Connie Light Dickard, 601/321-1121
Tom MacKenzie, 404-679-7291

The U.S. Fish and Wildlife Service today proposed to designate approximately 31,428 acres across portions of the states of Florida, Georgia, and South Carolina, as critical habitat for the flatwoods salamander, a species protected as threatened under the Endangered Species Act.

Twelve proposed critical habitat units are located within 11 counties in Florida, two counties in Georgia, and three counties in South Carolina. They include 23,459 acres in federal ownership, 1,138 acres in state ownership, 43 acres in local government ownership, and 6,788 acres in private ownership. Approximately 11,774 acres that did not meet the definition of critical habitat are proposed for exclusion from the designation. Of these acres, 9,867 acres are military lands with Integrated Natural Resource Management Plans, and 1,907 acres are lands within the St. Marks National Wildlife Refuge that has an approved Comprehensive Conservation Plan.

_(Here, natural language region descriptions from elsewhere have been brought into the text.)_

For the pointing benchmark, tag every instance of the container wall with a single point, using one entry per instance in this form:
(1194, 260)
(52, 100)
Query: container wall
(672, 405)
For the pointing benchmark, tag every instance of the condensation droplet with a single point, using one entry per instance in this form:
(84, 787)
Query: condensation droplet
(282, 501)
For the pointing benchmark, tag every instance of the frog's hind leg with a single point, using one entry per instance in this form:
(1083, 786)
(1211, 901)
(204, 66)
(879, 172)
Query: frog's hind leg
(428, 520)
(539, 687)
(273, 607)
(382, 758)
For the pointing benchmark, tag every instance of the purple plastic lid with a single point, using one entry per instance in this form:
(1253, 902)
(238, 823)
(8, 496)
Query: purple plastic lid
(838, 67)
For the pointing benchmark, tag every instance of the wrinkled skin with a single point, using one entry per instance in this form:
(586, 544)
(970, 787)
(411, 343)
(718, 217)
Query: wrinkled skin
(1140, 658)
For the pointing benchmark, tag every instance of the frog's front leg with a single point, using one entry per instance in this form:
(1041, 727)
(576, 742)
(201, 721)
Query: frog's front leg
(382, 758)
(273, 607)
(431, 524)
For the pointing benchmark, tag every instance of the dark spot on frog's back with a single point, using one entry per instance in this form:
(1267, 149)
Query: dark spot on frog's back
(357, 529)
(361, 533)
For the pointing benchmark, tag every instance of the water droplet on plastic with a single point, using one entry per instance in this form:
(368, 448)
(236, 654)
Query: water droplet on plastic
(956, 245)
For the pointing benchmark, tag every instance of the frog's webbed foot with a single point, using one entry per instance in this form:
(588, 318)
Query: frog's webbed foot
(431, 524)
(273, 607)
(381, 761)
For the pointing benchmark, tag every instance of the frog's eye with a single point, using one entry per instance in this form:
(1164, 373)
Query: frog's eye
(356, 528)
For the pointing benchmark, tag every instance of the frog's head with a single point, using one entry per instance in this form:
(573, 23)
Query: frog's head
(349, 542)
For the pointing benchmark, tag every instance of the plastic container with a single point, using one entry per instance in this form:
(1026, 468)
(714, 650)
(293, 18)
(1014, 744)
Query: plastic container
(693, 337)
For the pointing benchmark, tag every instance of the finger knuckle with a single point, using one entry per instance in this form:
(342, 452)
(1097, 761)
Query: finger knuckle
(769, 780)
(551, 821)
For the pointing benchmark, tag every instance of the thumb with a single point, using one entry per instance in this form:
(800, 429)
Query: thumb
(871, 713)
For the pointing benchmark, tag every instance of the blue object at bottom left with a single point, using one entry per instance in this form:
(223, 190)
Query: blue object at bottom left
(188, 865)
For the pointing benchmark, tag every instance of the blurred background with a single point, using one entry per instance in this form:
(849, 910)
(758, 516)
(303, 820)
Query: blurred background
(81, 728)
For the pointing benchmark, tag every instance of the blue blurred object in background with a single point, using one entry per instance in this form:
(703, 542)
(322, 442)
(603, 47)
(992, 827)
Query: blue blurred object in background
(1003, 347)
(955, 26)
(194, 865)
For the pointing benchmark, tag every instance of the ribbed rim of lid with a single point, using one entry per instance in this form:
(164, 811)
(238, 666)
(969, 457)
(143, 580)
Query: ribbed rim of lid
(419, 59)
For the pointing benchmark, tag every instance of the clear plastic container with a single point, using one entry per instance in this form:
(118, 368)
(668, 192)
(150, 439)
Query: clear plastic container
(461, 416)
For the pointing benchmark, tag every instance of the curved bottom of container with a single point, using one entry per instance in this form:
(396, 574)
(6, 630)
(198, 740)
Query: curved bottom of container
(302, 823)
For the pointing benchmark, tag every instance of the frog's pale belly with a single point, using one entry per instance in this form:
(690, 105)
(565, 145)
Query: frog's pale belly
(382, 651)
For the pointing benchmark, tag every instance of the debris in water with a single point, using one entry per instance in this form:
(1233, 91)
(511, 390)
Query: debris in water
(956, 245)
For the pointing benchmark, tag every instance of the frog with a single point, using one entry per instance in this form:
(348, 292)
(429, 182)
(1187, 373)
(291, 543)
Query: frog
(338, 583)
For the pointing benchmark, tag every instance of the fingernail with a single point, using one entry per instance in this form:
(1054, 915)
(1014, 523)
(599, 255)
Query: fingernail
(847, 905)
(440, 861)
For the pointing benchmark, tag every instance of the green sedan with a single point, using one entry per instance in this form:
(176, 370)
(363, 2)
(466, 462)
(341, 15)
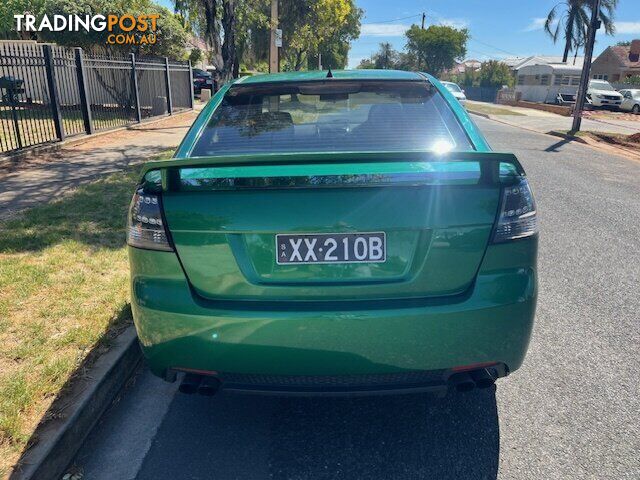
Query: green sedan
(333, 233)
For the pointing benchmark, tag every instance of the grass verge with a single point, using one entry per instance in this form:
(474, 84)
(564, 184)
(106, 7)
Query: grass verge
(63, 295)
(490, 109)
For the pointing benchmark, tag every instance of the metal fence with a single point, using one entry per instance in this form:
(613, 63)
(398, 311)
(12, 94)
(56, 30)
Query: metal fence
(48, 92)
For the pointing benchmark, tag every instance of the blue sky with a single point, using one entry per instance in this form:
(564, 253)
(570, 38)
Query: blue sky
(498, 28)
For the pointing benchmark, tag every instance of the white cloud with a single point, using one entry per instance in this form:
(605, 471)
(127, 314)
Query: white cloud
(536, 24)
(628, 28)
(384, 29)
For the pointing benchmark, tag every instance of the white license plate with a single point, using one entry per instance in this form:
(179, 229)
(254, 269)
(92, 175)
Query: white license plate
(331, 248)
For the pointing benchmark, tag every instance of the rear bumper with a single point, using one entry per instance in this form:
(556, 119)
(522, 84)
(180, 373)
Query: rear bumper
(491, 323)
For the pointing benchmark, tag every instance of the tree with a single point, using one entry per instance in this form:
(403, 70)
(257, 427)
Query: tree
(223, 25)
(195, 56)
(387, 57)
(437, 48)
(495, 74)
(571, 18)
(367, 64)
(310, 27)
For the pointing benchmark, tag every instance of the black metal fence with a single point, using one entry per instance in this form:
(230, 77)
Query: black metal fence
(48, 92)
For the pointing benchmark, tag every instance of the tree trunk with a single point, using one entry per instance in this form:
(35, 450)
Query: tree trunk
(229, 57)
(212, 34)
(568, 36)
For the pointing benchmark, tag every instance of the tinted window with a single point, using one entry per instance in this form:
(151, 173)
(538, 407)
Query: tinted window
(332, 116)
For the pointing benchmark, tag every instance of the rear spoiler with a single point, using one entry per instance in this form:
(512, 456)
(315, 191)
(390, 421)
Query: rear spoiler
(285, 163)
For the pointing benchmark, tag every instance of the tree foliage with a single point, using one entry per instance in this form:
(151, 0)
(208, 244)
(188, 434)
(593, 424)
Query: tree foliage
(570, 19)
(195, 56)
(495, 74)
(312, 27)
(388, 58)
(436, 48)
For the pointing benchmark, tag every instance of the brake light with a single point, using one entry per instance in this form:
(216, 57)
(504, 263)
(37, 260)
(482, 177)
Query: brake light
(518, 216)
(146, 227)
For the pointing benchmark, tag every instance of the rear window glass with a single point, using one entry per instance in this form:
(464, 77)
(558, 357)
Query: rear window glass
(330, 116)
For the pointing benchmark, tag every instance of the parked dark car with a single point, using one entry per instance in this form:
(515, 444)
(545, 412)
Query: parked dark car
(202, 79)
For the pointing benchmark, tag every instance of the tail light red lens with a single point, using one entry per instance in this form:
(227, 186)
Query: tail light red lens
(518, 215)
(146, 227)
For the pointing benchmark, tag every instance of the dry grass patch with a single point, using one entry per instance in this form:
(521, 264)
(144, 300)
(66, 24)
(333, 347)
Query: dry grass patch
(63, 292)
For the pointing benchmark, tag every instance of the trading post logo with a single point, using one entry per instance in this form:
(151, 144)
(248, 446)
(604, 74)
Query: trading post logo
(121, 29)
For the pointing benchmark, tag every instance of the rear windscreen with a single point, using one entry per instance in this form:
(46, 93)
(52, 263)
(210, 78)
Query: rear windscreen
(330, 116)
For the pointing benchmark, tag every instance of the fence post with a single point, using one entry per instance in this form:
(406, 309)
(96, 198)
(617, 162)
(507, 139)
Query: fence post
(85, 105)
(191, 86)
(168, 77)
(53, 91)
(134, 86)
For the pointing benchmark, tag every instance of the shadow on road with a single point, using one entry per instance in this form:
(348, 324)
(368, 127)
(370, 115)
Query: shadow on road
(555, 148)
(392, 437)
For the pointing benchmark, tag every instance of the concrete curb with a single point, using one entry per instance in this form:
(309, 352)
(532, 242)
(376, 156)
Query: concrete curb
(615, 150)
(59, 440)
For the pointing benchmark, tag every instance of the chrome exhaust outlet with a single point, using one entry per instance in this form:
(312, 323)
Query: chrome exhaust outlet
(462, 382)
(482, 378)
(209, 386)
(190, 383)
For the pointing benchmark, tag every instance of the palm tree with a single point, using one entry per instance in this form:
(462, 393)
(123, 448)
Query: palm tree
(571, 19)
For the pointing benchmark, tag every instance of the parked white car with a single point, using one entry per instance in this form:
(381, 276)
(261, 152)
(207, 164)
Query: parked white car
(630, 100)
(602, 94)
(456, 91)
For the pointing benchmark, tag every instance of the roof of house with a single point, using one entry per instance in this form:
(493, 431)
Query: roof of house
(364, 74)
(622, 52)
(547, 59)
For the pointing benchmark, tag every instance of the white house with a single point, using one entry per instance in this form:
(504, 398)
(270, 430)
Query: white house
(543, 82)
(516, 63)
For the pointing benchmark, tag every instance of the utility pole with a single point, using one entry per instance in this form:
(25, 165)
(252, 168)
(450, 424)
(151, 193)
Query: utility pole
(273, 49)
(594, 25)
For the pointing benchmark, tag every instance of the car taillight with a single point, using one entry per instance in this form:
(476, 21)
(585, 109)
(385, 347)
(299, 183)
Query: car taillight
(518, 218)
(146, 228)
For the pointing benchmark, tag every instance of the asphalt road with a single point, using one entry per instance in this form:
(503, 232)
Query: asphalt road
(572, 411)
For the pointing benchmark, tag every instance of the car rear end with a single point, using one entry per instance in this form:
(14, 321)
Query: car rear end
(334, 236)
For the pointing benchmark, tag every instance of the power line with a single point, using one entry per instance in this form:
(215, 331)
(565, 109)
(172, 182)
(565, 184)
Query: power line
(492, 46)
(395, 19)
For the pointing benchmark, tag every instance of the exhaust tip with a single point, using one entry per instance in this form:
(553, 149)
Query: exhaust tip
(190, 383)
(209, 386)
(462, 382)
(482, 378)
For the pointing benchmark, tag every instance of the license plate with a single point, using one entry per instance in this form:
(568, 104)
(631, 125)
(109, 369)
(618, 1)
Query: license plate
(331, 248)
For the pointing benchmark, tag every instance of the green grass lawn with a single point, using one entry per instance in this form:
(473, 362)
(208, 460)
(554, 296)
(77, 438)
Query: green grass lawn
(63, 293)
(489, 109)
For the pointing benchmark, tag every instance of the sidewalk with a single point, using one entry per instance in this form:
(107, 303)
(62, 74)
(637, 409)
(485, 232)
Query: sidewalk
(545, 122)
(49, 174)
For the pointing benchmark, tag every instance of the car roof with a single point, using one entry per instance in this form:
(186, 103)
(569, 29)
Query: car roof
(315, 75)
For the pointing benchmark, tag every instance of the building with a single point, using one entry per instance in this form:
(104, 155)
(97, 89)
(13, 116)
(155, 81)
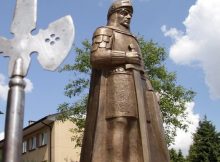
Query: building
(48, 140)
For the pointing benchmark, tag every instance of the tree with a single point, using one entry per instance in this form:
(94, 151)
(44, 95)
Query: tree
(173, 97)
(206, 143)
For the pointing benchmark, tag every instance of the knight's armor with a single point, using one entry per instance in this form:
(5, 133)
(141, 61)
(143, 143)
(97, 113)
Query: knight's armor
(109, 54)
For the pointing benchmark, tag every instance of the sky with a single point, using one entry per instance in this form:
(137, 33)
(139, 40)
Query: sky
(187, 29)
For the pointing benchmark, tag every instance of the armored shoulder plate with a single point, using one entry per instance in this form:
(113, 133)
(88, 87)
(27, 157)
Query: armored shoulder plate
(102, 38)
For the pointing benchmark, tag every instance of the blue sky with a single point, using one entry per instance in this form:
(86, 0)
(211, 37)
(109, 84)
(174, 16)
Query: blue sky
(188, 33)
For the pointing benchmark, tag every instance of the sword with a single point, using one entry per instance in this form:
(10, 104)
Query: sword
(141, 108)
(52, 45)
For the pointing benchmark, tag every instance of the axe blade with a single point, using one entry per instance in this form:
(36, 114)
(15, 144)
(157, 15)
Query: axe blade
(54, 43)
(25, 17)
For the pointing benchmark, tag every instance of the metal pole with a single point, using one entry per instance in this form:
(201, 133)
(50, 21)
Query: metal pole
(14, 115)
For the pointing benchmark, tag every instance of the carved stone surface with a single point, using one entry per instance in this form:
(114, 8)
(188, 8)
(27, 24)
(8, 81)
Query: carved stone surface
(123, 117)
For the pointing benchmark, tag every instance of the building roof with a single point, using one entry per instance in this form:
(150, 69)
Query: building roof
(36, 125)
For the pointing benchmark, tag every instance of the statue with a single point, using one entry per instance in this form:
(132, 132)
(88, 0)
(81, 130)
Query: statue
(52, 45)
(123, 118)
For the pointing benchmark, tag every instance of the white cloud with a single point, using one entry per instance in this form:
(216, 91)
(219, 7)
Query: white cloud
(4, 87)
(2, 136)
(101, 2)
(199, 44)
(184, 139)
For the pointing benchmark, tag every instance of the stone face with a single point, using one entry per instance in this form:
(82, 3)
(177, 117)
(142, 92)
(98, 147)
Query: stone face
(123, 117)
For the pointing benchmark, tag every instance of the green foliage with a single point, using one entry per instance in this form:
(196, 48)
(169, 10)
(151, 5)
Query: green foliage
(176, 157)
(172, 96)
(206, 143)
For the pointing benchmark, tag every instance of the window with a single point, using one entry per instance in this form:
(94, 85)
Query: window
(43, 139)
(24, 147)
(32, 143)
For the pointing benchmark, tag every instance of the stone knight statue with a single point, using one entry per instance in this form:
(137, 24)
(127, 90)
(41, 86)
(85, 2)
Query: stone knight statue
(123, 117)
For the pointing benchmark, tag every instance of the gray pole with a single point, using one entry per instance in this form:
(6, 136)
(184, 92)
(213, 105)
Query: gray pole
(14, 116)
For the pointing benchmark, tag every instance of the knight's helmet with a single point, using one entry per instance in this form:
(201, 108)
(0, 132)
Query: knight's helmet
(119, 4)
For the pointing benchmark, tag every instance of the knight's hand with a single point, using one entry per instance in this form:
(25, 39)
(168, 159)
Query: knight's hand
(133, 58)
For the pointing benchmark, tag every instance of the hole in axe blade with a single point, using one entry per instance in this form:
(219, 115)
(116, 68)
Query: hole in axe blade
(47, 40)
(57, 38)
(52, 35)
(52, 43)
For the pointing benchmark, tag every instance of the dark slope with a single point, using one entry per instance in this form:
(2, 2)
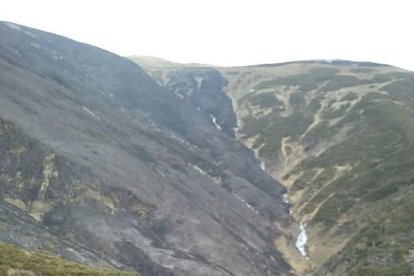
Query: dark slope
(103, 166)
(339, 135)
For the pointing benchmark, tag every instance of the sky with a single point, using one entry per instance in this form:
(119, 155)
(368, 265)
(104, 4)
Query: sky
(229, 33)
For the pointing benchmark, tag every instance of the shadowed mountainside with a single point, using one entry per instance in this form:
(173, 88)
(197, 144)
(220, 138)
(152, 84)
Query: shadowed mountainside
(339, 136)
(101, 165)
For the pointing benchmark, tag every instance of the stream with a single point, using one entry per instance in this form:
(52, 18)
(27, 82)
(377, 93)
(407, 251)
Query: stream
(302, 238)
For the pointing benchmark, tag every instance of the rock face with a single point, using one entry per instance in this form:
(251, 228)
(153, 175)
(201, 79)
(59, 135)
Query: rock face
(338, 136)
(102, 165)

Flatwoods salamanders are moderately-sized salamanders that are generally black to chocolate-black with fine, irregular, light gray lines and specks that form a cross-banded pattern across their backs. Adults are terrestrial and live underground most of the year. They breed in relatively small, isolated ephemeral ponds where the larvae develop until metamorphosis. Mature salamanders migrate out of the ponds and into uplands where they live until they move back to ponds to breed as adults.

Flatwoods salamanders are endemic to the lower Gulf and Atlantic coastal plains where they occur in what were historically longleaf pine-wiregrass flatwoods and savannas. Their habitat has been reduced to less than 20 percent of its original extent. Surviving populations of flatwoods salamanders are small, localized, and highly vulnerable to habitat destruction, deterioration, and fragmentation.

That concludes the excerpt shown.